Running perf stat ls
shows this:
Performance counter stats for \'ls\':
1.388670 task-clock # 0.067 CPUs utilized
Looks like perf
has not been updated to understand all the performance monitoring events that Ivy Bridge supports. Fortunately there is a generic, albeit cumbersome, interface that allows you to access the full list of performance monitoring events. I didn't see stalled-cycles-backend
in the list when I gave it a quick look, but maybe I missed, or maybe they have broken it down by all the different events that could stall the backend.
We start with
perf list --help
...shows the following NOTE
1. Intel(R) 64 and IA-32 Architectures Software Developer's Manual
Volume 3B: System Programming Guide
http://www.intel.com/Assets/PDF/manual/253669.pdf
...armed with that URL you end up in
http://www.intel.com/content/dam/www/public/us/en/documents/manuals/64-ia-32-architectures-software-developer-vol-3b-part-2-manual.pdf
...you want section 19.3
19.3 PERFORMANCE MONITORING EVENTS FOR 3RD GENERATION INTEL® CORE™ PROCESSORS 3rd generation Intel® Core™ processors and Intel Xeon processor E3-1200 v2 product family are based on Intel microarchitecture code name Ivy Bridge. They support architectural performance-monitoring events listed in Table 19-1. Non-architectural performance-monitoring events in the processor core are listed in Table 19-5. The events in Table 19-5 apply to processors with CPUID signature of DisplayFamily_DisplayModel encoding with the following values: 06_3AH.
...so for architectural
events you need Table 19-1
19.1 ARCHITECTURAL PERFORMANCE-MONITORING EVENTS Architectural performance events are introduced in Intel Core Solo and Intel Core Duo processors. They are also supported on processors based on Intel Core microarchitecture. Table 19-1 lists pre-defined architectural performance events that can be configured using general-purpose performance counters and associated event-select registers.

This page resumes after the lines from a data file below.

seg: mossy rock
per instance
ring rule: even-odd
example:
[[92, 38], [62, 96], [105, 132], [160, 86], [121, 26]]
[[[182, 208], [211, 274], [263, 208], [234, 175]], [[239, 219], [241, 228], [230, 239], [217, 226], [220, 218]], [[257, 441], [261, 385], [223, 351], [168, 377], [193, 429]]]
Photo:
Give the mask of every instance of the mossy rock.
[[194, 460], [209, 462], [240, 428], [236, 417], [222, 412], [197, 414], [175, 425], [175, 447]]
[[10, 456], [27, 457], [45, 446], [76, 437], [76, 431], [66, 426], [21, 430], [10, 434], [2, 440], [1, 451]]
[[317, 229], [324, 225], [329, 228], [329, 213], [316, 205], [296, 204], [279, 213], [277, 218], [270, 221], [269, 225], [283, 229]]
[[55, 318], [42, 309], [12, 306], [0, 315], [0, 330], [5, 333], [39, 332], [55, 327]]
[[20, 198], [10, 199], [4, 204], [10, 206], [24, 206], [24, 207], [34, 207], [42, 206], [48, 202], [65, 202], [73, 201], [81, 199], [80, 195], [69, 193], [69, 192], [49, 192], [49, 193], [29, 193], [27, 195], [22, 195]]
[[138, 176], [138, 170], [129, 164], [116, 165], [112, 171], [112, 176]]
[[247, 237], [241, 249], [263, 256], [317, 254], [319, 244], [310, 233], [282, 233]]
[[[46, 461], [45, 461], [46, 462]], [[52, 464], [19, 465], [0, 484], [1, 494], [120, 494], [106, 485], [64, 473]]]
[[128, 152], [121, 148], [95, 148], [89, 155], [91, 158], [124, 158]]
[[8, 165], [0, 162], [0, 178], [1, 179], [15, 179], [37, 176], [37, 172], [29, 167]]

**Table 19-1. Architectural Performance Events
... now comes the tricky part, you take the UMask Value
as the upper 2 hex digits and the Event Num
is the lower 2 hex digits of a 4 hex digit hardware register number to be given to perf stat
.
perf stat --help
-e, --event= Select the PMU event. Selection can be a symbolic event name (use perf list to list all events) or a raw PMU event (eventsel+umask) in the form of rNNN where NNN is a hexadecimal event descriptor.
... it says NNN
but you can give it NNNN
. Let's verify that this works, let's ask perf stat
for cache-misses both as a symbolic event name and as a hex number from table 19-1. We'll invoke the date
command for simplicity.
$ perf stat -e r412e -e cache-misses date
Fri Mar 28 09:28:52 CDT 2014
Performance counter stats for 'date':
2292 r412e
2292 cache-misses
0.003322663 seconds time elapsed
$
As you can see both reported the same number, so far so good. Now we go to Table 19-5 for the non-architectural hardware registers, of which there are too many too list here, but I'll list a few:
Just found Re: perf, x86: Add parts of the remaining haswell PMU functionality:
> AFAICS backend stall cycles are documented to work on Ivy Bridge.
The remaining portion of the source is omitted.